8
votes

I will list exactly what I do not understand, and show you the parts I can not understand as well.

First off,

The .Align Directive

  1. .align integer, pad. The .align directive causes the next data generated to be aligned modulo integer bytes

1.~ ? : What is implied with "causes the next data generated to be aligned modulo integer bytes?" I can surmise that the next data generated is a memory-to-register transfer, no? Modulo would imply the remainder of a division. I do not understand "to be aligned modulo integer bytes".......

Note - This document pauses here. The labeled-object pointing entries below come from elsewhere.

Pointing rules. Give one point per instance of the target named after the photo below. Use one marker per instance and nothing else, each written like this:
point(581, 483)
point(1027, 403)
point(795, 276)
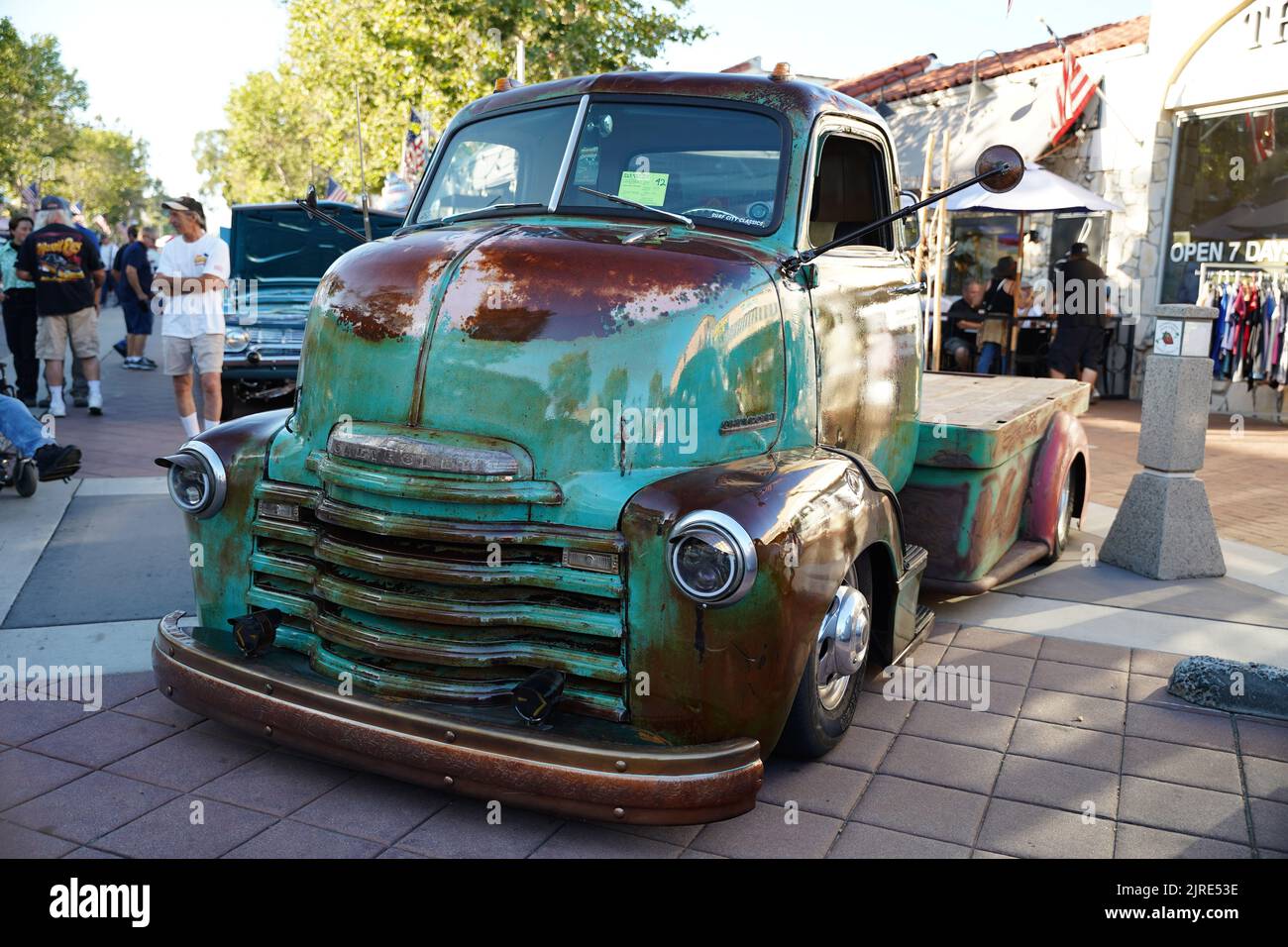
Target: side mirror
point(995, 158)
point(911, 226)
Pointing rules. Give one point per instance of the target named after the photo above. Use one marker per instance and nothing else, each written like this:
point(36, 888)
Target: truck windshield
point(716, 165)
point(719, 165)
point(509, 159)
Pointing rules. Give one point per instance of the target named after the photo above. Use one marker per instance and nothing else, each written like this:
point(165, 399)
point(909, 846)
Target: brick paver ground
point(1244, 471)
point(1072, 731)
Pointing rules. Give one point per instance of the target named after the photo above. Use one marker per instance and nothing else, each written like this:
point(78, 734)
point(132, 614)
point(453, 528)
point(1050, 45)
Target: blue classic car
point(278, 254)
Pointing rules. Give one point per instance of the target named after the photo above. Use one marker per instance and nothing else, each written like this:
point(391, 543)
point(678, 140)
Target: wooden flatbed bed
point(967, 496)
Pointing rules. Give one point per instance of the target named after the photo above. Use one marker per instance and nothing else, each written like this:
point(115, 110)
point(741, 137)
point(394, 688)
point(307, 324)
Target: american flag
point(334, 192)
point(415, 154)
point(1073, 94)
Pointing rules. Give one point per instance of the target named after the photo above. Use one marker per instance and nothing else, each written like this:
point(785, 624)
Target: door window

What would be a remainder of a simple data declaration, and how would the next data generated being aligned by a remainder be useful? If the next data is aligned modulo, that is saying the next generated data, whatever that means exactly, is the remainder of an integer? That makes absolutely no sense.

What specifically would the .align, say, .align 8 directive issued in x86 for a data byte compiled from a C char, i.e., char CHARACTER = 0; be for? Or specifically coded directly with that directive, not preliminary Assembly code after compiling C? I have debugged in Assembly and noticed that any C/C++ data declarations, like chars, ints, floats, etc. will insert the directive .align 8 to each of them, and add other directives like .bss, .zero, .globl, .text, .Letext0, .Ltext0.

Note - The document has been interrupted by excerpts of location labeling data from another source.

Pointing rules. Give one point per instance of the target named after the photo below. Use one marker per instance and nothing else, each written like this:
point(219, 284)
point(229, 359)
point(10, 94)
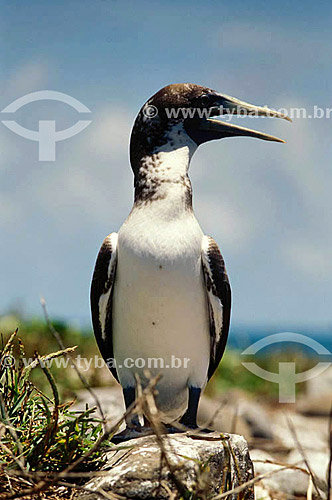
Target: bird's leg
point(133, 427)
point(189, 419)
point(129, 395)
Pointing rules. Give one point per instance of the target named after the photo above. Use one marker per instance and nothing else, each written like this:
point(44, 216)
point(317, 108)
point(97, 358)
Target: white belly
point(160, 312)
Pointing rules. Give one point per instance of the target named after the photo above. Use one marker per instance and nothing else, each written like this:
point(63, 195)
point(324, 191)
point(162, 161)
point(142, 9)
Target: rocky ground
point(276, 433)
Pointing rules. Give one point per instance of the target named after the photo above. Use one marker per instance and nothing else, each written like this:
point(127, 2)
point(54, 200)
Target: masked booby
point(160, 290)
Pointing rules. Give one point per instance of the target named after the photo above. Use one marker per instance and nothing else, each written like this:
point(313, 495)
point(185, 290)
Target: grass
point(39, 432)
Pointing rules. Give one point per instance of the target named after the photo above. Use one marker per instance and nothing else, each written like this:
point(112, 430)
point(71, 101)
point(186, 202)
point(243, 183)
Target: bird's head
point(182, 114)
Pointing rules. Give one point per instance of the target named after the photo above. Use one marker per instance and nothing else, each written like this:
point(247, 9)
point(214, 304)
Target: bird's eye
point(204, 100)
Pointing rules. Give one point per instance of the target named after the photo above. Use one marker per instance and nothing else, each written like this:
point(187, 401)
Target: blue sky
point(269, 206)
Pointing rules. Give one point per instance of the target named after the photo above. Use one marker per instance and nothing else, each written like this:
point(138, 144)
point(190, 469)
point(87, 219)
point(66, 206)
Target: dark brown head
point(181, 113)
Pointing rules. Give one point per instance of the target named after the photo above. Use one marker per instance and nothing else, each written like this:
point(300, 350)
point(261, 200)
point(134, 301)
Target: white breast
point(160, 305)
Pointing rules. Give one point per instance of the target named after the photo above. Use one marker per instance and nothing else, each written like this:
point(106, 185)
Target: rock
point(200, 463)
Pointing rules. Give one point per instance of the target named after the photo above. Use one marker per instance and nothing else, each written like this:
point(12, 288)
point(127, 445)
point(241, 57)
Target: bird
point(160, 289)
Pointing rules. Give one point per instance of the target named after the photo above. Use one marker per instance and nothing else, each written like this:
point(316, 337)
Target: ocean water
point(242, 336)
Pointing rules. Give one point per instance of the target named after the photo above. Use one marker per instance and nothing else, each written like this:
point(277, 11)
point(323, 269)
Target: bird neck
point(162, 179)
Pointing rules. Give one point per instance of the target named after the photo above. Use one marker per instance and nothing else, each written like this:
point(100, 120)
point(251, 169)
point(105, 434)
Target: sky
point(268, 205)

What are all of these directives for, or at least my main asking? I have learned a lot of the main x86 Assembly instructions, but never was introduced or pointed at all of these strange directives. How do they affect the opcodes, and are all of them necessary?

4
It just means that the assembler will place the next byte at an address evenly divisible by integer, so if e.g. the last byte was placed at 0x0eda, then ordinarily, the next byte would be placed at 0x0edb, but with an .align 8 directive in place, the next byte would be placed at 0x0ec0, the next address that is evenly divisible by 8 - microtherion
Note that .align is for anything the assembler outputs, such as machine code, not just for what you in C would call "data" - nos

4 Answers

7
votes

As mentioned in the comments, it means the compiler will add enough padding bytes so the next data lands on an "even" position (divisible by the alignment value). This is important because aligned memory access is much faster than unaligned memory access. (Loading a doubleword from 0x10000 is better than loading a doubleword from 0x10001). It might also be useful in case you are interfacing with other components and need to send/receive structs of data with a given padding/alignment.

7
votes

First, note that .align it is not a x86 specific concept, but a GNU GAS directive documented here. It can also be used for other architectures. x86 does not specify directives, only instructions.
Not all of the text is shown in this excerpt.